The economy remains tough for most industries, so heading into 2011 is uncertain for many business owners when it comes to forecasting and budgeting. Do you expect strong profitability? What else can possibly be cut to reduce expenses? How can you pay the bills? These questions, plus many more, form the foundation of concerns for numerous business owners in these uncertain times.
“A couple of useful financial tools to help calm nerves and gain a handle on finances are preparing an annual budget and projecting cash flow. Cash flow management is the process of planning, budgeting, measuring and controlling the money that flows into and out of your business,” says Jeff Hipshman, partner at HMWC CPAs & Business Advisors in Tustin. “Since high operating costs and low profit margins, coupled with tight credit and a shaky economy, can mean poor cash flow for many companies, a firm grasp of cash flow can be critical to your business success.”
Smart Business spoke with Hipshman about how he helps clients with their annual forecasting and budgeting process.
How should I use our financial statements in budgeting?
The balance sheet provides a picture of your company’s assets and liabilities, measuring a single point in time. This is only a partial picture of the company, since it only tells part of the story. For example, it may indicate significant accounts receivable, but, if payment is running far behind, the company can face a cash flow issue soon.
The income statement indicates the business’s profitability during a certain period, which can be misleading for some business owners, especially under the accrual method of accounting if they don’t fully understand it. Further, the income statement contains many arbitrary noncash allocations, such as pension contributions and depreciation and amortization.
The cash flow statement, however, connects the balance sheet and income statement to provide a more comprehensive view of your finances. For example, when analyzing your company’s liquidity, cash flow information is more telling. A cash flow statement reconciles and records the changes in the other statements and nets out the bookkeeping, showing the amounts and sources of profits and losses for any given period. The cash flow statement also maintains records of your company’s fiscal transactions.
So how can I best forecast income and expenses?

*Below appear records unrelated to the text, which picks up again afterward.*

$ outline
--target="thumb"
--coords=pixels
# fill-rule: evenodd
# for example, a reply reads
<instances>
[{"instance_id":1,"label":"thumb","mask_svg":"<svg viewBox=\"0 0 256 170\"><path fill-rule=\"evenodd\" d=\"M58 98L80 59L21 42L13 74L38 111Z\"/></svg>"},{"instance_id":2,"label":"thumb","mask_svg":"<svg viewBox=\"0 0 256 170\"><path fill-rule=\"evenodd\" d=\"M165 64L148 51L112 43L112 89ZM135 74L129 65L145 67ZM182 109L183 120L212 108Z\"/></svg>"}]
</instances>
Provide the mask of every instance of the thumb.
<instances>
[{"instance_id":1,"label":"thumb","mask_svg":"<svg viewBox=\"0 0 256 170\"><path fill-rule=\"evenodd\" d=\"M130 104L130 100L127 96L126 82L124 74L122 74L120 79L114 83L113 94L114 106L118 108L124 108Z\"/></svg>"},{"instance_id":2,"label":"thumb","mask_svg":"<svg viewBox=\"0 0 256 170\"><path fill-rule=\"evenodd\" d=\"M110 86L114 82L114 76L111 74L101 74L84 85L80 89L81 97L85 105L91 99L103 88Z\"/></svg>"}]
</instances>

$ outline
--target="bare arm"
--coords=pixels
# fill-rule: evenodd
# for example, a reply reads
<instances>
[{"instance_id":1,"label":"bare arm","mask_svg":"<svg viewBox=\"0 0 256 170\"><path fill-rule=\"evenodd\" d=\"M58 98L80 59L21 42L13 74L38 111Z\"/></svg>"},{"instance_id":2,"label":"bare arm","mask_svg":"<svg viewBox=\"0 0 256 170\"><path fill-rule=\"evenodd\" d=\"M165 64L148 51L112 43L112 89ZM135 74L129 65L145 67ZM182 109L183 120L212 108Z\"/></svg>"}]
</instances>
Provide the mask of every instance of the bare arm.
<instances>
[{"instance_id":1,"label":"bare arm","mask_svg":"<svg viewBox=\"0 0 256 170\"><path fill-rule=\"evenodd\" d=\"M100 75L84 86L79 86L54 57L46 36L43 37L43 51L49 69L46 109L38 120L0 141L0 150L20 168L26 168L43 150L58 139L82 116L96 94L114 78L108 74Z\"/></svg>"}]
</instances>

Among the most valuable tools in this effort is the annual cash flow projection. With it, you can set realistic profitability goals, measure your progress toward those goals and head off trouble before it gets too serious.
To get started on an annual cash flow projection, use your general ledger’s income and expense account categories to budget cash inflows and outflows. You’ll be able to easily predict many routine, fixed expenses, such as facility rent due at the beginning of each month or semiannual insurance installments. Compare previous years’ figures to your current projection to ensure reasonableness. Your CFO or CPA should be able to prepare the projection, along with your guidance on specific projected changes in income and expenses.

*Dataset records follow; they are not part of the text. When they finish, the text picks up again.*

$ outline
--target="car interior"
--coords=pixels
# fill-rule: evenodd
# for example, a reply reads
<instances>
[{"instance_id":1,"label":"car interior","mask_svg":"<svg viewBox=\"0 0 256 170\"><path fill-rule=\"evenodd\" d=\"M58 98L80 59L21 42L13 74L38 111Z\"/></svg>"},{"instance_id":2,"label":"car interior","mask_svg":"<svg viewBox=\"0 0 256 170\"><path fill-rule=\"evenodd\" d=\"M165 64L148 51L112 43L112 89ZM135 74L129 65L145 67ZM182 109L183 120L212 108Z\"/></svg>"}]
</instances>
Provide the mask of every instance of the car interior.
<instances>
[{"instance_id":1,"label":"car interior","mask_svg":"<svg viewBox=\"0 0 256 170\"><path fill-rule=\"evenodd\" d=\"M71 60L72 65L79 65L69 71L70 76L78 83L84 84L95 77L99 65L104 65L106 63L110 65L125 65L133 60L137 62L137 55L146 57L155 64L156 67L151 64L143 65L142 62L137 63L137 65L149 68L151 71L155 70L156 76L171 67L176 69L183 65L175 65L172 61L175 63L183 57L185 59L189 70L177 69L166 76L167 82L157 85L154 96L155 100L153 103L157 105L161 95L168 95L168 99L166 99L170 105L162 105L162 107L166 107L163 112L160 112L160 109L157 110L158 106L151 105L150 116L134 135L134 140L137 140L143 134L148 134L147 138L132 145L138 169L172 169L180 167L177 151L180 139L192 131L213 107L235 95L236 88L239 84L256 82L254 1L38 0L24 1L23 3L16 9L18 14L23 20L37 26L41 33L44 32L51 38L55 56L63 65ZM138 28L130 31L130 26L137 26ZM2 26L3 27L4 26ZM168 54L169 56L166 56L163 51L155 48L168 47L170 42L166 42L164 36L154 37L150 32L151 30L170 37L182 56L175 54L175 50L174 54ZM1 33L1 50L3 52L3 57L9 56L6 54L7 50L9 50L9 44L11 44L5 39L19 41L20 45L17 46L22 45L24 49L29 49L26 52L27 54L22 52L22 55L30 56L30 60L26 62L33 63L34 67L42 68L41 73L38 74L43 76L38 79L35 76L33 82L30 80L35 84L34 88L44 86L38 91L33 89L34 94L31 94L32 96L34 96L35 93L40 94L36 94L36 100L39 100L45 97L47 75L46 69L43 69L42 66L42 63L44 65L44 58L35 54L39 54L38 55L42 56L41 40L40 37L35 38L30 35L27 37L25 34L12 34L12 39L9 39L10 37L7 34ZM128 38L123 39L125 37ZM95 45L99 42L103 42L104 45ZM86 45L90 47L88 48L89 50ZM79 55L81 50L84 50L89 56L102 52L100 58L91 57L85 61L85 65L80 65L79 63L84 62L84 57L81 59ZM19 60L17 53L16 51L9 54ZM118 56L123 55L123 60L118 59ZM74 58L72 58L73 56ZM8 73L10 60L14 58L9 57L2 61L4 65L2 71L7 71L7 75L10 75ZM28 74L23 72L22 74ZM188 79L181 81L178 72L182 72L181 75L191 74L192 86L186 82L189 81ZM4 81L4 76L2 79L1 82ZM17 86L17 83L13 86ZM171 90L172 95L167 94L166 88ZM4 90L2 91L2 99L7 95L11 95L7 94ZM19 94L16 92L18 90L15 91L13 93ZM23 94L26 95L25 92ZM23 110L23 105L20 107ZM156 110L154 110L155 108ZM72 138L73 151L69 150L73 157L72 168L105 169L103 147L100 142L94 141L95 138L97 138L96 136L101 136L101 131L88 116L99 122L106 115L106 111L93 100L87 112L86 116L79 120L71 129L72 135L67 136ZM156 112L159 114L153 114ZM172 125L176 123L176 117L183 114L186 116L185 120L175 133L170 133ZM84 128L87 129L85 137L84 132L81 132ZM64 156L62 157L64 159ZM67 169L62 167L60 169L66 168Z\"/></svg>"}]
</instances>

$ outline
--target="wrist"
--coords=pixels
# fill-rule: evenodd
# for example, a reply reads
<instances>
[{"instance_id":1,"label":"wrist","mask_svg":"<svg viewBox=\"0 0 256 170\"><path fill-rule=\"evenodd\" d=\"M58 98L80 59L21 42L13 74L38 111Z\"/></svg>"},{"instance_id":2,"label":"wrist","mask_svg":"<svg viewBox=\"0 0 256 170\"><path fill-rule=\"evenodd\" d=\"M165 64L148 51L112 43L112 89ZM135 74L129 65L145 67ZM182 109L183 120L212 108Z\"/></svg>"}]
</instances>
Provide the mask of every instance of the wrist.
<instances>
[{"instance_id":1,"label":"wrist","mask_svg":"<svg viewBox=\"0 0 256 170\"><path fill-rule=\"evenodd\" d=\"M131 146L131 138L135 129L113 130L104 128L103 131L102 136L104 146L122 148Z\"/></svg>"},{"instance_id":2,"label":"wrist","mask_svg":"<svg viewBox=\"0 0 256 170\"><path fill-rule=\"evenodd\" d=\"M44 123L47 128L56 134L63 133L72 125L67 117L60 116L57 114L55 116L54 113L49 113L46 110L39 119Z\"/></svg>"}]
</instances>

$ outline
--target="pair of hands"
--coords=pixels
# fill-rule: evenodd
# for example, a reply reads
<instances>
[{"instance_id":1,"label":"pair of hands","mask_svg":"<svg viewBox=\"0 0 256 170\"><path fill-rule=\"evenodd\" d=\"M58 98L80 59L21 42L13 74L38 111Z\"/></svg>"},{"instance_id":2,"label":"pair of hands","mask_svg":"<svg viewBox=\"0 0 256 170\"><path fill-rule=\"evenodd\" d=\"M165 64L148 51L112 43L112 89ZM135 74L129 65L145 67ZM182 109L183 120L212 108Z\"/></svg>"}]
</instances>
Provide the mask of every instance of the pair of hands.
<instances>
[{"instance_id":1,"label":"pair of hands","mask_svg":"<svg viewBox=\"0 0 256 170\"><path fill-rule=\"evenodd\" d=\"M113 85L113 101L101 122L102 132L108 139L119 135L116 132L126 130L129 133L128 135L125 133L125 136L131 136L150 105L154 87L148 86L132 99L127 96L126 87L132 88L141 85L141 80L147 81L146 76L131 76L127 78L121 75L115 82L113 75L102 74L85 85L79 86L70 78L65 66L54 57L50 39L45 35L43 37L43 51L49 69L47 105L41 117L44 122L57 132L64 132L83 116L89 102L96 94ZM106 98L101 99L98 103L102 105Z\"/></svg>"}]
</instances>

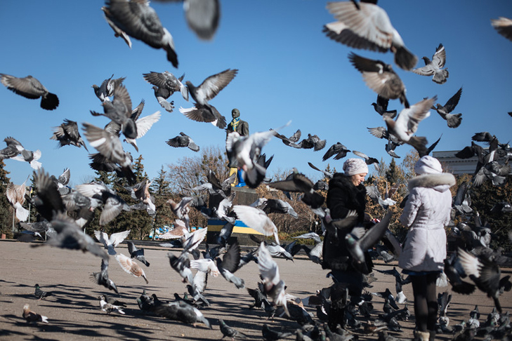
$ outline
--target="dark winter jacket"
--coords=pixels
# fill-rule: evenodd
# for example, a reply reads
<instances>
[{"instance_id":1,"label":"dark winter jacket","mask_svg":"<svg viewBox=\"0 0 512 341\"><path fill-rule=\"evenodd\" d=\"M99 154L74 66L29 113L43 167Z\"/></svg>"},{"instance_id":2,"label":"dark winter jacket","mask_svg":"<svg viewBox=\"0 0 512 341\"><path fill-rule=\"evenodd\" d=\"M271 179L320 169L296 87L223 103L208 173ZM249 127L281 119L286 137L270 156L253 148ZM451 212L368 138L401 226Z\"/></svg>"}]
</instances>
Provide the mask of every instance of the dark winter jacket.
<instances>
[{"instance_id":1,"label":"dark winter jacket","mask_svg":"<svg viewBox=\"0 0 512 341\"><path fill-rule=\"evenodd\" d=\"M350 177L336 173L329 182L327 203L333 219L343 218L349 210L355 210L358 215L357 225L362 225L366 207L366 189L362 184L355 186ZM326 232L322 253L323 269L357 272L350 262L347 262L350 253L345 244L345 236L351 230L352 227L338 229L337 239ZM367 267L371 269L373 265L367 253L366 258Z\"/></svg>"}]
</instances>

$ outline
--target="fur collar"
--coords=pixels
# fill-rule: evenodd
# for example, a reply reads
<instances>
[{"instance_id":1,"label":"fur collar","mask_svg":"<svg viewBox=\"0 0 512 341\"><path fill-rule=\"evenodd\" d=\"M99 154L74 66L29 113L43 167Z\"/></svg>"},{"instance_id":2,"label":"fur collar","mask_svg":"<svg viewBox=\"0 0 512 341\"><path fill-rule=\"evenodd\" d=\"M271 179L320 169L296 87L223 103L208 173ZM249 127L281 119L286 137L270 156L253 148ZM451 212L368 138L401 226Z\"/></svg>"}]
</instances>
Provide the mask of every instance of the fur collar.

My business is losing money. What quick fixes can I do to solve money problems?
In response to dire times, many business owners may look for quick fixes to tide them over until the economy recovers or at least until the next big customer or project comes along. Yet this thought process can be extremely dangerous particularly when full economic recovery remains nowhere in sight.
Each situation is different. A business that is only recently losing money might be able to proactively make moves that will stop the bleeding, such as reducing employee hours, changing inventory purchase practices and reducing various variable costs. On the other hand, a business that is on the brink of closing its doors may need to downsize by moving or renegotiating its lease, selling assets, laying off employees and asking for extended terms with creditors, etc.
You should work with your financial team (CFO, controller and outside CPA firm) to identify reasonable approaches to improve accounts receivable collections and reduce fixed and variable costs. Since a CPA typically has experience with many companies in similar situations, he will likely provide some very viable solutions that you may not otherwise have considered.
Ultimately, you need to give serious thought to your business strategy when facing tough financial decisions. Although quick fixes may be tempting, they’re detrimental without a well-thought-out plan to back them up.
Why is long-term thinking important in a recession?
When faced with less-than-desirable financial circumstances, you must think long term. While knee-jerk downsizing and cost-cutting may be your first instinct, they often aren’t the best options. Specifically, you must identify the driving forces of your business by asking questions such as:
- What are your company’s strengths and weaknesses?
- What is the economic state and forecast for your industry and market area?
- What variables affect your business?
- Where do you want to be in 10 years?
Through strategic analyses such as these, you may find, for example, that talented employees and technological innovations are invaluable to your company and are areas in which you must invest even when money is tight. These analyses may also identify areas that are less of a priority where you can make effective cuts.